Saat berada di Indonesia, dia baru mengetahui jika Johanna telah menikah lagi.
Pada 1947, Danudirja menikahi Nelly. setelah Danudirja wafat, Nelley menikah kembali dengan Wayne E. Evans di 1964 dan menetap di Amerika Serikat.
Ayahnya berprofesi sebagai pialang bursa efek serta agen bank. Maka, kehidupan dia dan keluarganya sering berpindah-pindah tempat. Hal ini berimbas pada, pendidikan yang diperoleh Danudirja.
Awalnya, dia bersekolah di Europeesche Lagare Scholl (ELS) Batavia, setingkat sekolah dasar untuk masyarakat Eropa dan keturunan Eropa di Hindia Belanda.
Saat sekolah di ELS, dia mengenal sosok Multatuli melalui karyanya Max Havelaar dan menginspirasi dirinya untuk menjadi seorang penulis di kemudian hari.
Pada 1892, Keluarga Danudirja berpindah-pindah ke Surabaya dan meneruskan pendidikan di Hogere Burger School (HBS) bersama kakaknya Julius.
Setahun kemudian, pada 1893, ia dan keluarganya kembali ke Batavia. Danudirja meneruskan pendidikannya di HBS Gymnasium Koning di Willem III, sekolah yang berada di kawasan Gambir, Jakarta Pusat.
Selama menempuh pendidikan di Gymnasium, ia mengasah bakatnya sebagai seorang penulis. Saat usia 14 tahun. Ia mampu menulis buku Gedenkboek van Lombok.
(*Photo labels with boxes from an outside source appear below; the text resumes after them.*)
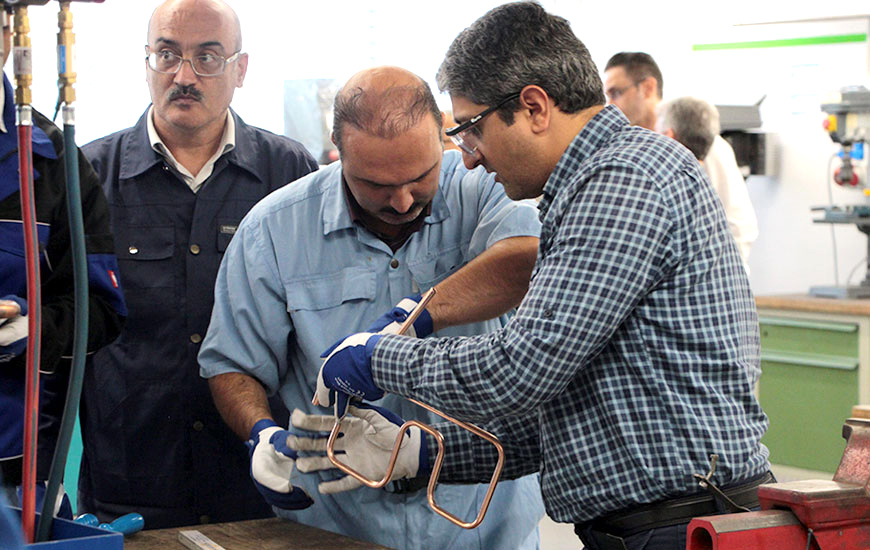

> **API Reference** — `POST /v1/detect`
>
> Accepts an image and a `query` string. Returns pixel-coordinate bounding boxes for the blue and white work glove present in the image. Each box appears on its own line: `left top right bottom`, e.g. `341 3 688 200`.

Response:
248 418 314 510
0 295 27 363
366 294 434 338
287 403 429 494
314 332 384 416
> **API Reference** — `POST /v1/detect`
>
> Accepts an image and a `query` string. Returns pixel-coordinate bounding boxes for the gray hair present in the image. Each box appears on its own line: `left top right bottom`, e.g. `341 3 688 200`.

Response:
332 79 442 153
656 96 719 160
437 2 605 124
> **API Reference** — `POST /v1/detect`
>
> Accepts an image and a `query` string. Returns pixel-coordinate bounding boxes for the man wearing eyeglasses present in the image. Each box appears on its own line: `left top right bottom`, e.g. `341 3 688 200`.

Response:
604 52 758 273
79 0 317 528
312 2 772 550
199 67 543 550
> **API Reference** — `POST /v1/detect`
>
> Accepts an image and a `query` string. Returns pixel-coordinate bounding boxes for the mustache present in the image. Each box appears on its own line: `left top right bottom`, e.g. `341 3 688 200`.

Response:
380 202 426 216
169 84 202 101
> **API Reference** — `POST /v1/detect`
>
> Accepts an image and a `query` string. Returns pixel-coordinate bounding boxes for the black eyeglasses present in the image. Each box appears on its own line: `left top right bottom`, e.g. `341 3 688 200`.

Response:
444 92 521 155
145 48 241 76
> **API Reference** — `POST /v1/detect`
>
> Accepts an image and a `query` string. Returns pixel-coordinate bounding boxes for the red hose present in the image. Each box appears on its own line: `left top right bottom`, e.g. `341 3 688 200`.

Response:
18 117 42 542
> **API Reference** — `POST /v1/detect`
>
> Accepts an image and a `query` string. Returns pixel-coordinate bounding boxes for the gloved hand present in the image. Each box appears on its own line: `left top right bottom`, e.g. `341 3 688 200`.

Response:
314 332 384 416
287 403 429 494
366 294 433 338
0 295 27 363
248 418 314 510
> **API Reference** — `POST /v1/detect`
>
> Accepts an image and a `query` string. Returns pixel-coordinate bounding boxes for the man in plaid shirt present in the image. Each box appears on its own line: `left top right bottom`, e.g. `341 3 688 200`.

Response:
304 2 772 549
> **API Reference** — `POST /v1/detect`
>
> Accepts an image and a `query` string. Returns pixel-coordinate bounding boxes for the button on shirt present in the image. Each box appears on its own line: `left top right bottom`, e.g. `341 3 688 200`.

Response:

Setelah lulus dari HBS pada 1898, ia tidak langsung meneruskan ke perguruan tinggi, karena di Hindia Belanda beluma da sekolah yang setingkat perguruan tinggai.
Baca juga: Max Havelaar: Cerita, Kritik, dan Dampak
Danudirja mendapatkan pekerjaan pertamanya di perkebunan kopi "Soember Doerene di Malang, Jawa Timur". Tak jarang, dia sering berkonflik dengan managernya yang membuatnya dipindahkan ke perusahaan tebu.
Setelah ibunya meninggal, dia berpetualang menjadi sukarelawan ke luar negeri. Saat di luar negeri, dia membantu penduduk Afrika melawan Inggris.
Karena keterlibatannya ini, Danudirja kehilangan kewarganegaraan sebagai orang Belanda.
Pada 1902, Danudirja kembali ke Hindia Belanda. Ia mulai berkarir di jurnalistik dengan bergabung di sejumlah media, yaitu Seamrang, De Locomotief, Soerabaiasch Handelsbland, dan menjadi staf redaksi di Nieuwsblad.
Kemudian, dia mendirikan Tijdschrift yang nantinya berganti nama menjadi majalah Express.
Danudirja paham bahwa bidang jurnalistik dapat dijadikan sebagai alat perjuangan melawan pemerintah Kolonial Belanda.